Bethwel Yegon

Personal information
- Born: 5 January 1993 (age 33) Kenya

Sport
- Sport: Athletics

Medal record
Marathon
World Marathon Majors
Representing Kenya
| Silver medal – second place | 2021 Berlin | Marathon |

= Bethwel Yegon =

Kenyan marathon runner

Bethwel Yegon (born 5 January 1993) is a Kenyan marathon runner, who came second at the 2021 Berlin Marathon.

==Career==
In 2018, Yegon came fourth at the Kaptagat Forest Half Marathon race. In 2019, he came second in the 10 kilometre Stadsloop Appingedam race, finishing behind countryman Shadrack Koech. Later in the year, he finished eighth at the 2019 Berlin Marathon in a time of 2:08:35. It was his marathon debut.
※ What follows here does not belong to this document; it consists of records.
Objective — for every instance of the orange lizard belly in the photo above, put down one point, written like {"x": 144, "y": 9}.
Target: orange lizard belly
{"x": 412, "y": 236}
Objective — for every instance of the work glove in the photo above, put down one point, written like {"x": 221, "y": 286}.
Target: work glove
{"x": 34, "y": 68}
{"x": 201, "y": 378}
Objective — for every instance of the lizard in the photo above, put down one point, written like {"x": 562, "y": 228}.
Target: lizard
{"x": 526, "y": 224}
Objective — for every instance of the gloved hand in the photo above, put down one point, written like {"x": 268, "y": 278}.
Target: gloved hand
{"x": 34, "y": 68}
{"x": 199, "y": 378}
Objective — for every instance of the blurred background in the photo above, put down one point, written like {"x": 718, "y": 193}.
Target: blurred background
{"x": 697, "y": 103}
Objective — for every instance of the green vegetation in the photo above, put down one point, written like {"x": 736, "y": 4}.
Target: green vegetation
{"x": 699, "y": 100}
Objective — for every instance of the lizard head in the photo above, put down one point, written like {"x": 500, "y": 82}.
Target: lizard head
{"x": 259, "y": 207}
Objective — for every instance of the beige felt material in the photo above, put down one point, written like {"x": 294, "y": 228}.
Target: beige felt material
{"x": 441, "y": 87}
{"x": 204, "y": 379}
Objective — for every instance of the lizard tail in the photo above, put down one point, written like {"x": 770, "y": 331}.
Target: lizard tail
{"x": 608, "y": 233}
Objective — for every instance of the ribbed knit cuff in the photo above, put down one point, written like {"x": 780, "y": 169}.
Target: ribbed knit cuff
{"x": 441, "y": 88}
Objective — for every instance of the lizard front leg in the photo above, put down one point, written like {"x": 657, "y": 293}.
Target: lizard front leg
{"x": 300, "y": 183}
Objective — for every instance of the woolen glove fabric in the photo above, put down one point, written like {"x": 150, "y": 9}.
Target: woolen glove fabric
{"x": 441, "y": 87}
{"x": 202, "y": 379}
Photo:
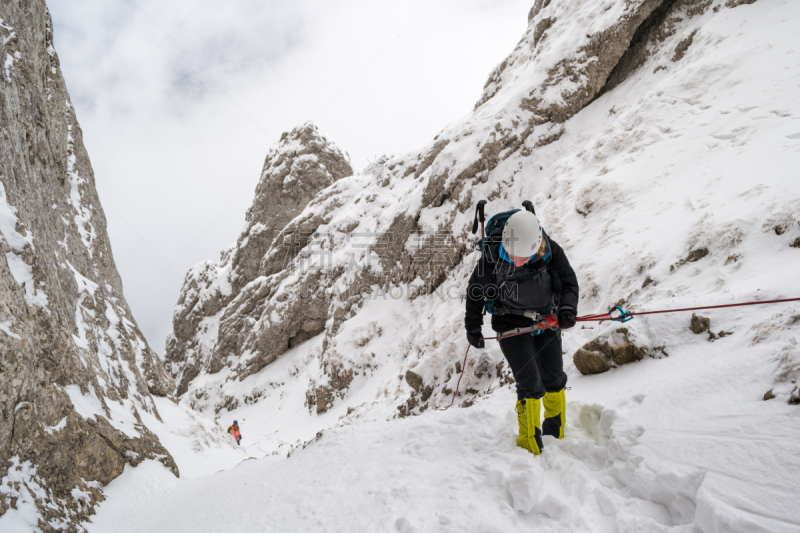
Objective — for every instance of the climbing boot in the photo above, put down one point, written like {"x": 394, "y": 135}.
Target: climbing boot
{"x": 554, "y": 414}
{"x": 529, "y": 418}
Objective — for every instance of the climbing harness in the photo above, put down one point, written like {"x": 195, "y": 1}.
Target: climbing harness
{"x": 616, "y": 314}
{"x": 548, "y": 322}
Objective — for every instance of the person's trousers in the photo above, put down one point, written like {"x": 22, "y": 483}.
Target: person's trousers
{"x": 536, "y": 363}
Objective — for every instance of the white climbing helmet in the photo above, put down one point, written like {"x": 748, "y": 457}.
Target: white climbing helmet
{"x": 522, "y": 234}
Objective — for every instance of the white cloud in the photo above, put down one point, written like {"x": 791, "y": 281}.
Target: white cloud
{"x": 177, "y": 128}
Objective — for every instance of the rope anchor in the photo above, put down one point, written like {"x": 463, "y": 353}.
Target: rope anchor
{"x": 624, "y": 316}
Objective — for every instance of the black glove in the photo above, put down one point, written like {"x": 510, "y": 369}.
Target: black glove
{"x": 475, "y": 338}
{"x": 566, "y": 319}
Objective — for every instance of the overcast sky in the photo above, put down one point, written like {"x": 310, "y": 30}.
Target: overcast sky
{"x": 179, "y": 102}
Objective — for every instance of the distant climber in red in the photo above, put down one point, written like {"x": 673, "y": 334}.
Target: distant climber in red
{"x": 235, "y": 433}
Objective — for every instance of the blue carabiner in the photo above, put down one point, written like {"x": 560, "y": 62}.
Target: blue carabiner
{"x": 624, "y": 316}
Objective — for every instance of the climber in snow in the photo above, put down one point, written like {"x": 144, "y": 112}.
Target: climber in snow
{"x": 523, "y": 275}
{"x": 235, "y": 433}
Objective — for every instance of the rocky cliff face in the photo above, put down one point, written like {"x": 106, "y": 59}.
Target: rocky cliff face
{"x": 376, "y": 264}
{"x": 300, "y": 165}
{"x": 75, "y": 371}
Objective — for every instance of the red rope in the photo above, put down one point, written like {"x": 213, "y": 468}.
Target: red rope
{"x": 607, "y": 316}
{"x": 598, "y": 318}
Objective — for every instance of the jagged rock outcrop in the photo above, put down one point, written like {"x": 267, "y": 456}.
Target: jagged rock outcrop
{"x": 75, "y": 371}
{"x": 217, "y": 295}
{"x": 403, "y": 225}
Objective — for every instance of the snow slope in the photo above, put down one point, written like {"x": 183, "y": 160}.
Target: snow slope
{"x": 675, "y": 187}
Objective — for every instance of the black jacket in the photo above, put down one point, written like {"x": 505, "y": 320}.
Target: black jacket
{"x": 565, "y": 285}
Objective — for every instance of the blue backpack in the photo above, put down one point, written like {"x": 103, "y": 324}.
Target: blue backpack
{"x": 492, "y": 232}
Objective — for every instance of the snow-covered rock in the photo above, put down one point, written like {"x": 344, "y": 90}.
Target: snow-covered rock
{"x": 658, "y": 142}
{"x": 76, "y": 374}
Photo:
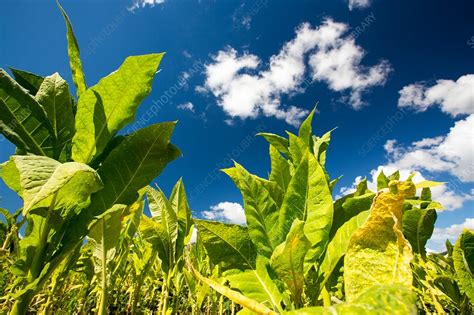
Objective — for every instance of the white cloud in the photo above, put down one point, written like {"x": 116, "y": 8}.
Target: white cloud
{"x": 193, "y": 238}
{"x": 454, "y": 97}
{"x": 359, "y": 4}
{"x": 187, "y": 106}
{"x": 230, "y": 212}
{"x": 451, "y": 200}
{"x": 322, "y": 54}
{"x": 453, "y": 153}
{"x": 440, "y": 235}
{"x": 143, "y": 3}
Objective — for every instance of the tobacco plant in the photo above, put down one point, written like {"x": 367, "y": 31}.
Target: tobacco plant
{"x": 72, "y": 170}
{"x": 302, "y": 252}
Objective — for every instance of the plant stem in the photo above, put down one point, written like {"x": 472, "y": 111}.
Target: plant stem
{"x": 102, "y": 309}
{"x": 22, "y": 302}
{"x": 165, "y": 298}
{"x": 326, "y": 297}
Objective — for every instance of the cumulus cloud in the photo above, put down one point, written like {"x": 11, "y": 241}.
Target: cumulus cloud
{"x": 440, "y": 235}
{"x": 143, "y": 3}
{"x": 450, "y": 198}
{"x": 246, "y": 89}
{"x": 453, "y": 153}
{"x": 187, "y": 106}
{"x": 230, "y": 212}
{"x": 454, "y": 97}
{"x": 359, "y": 4}
{"x": 193, "y": 238}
Yegon was one of four Kenyans that competed at the 2021 Berlin Marathon, the other three being Festus Talam, Michael Njenga and Benard Kimeli. He finished second in a time of 2:06.14, ahead of third-placed Ethiopian Kenenisa Bekele, who had been the favourite to win. He was the highest finishing Kenyan in the race. At the race's half distance, Yegon had been 82 seconds behind the leading group. He caught up to 17 seconds behind after 35 km of the race, before overtaking Bekele.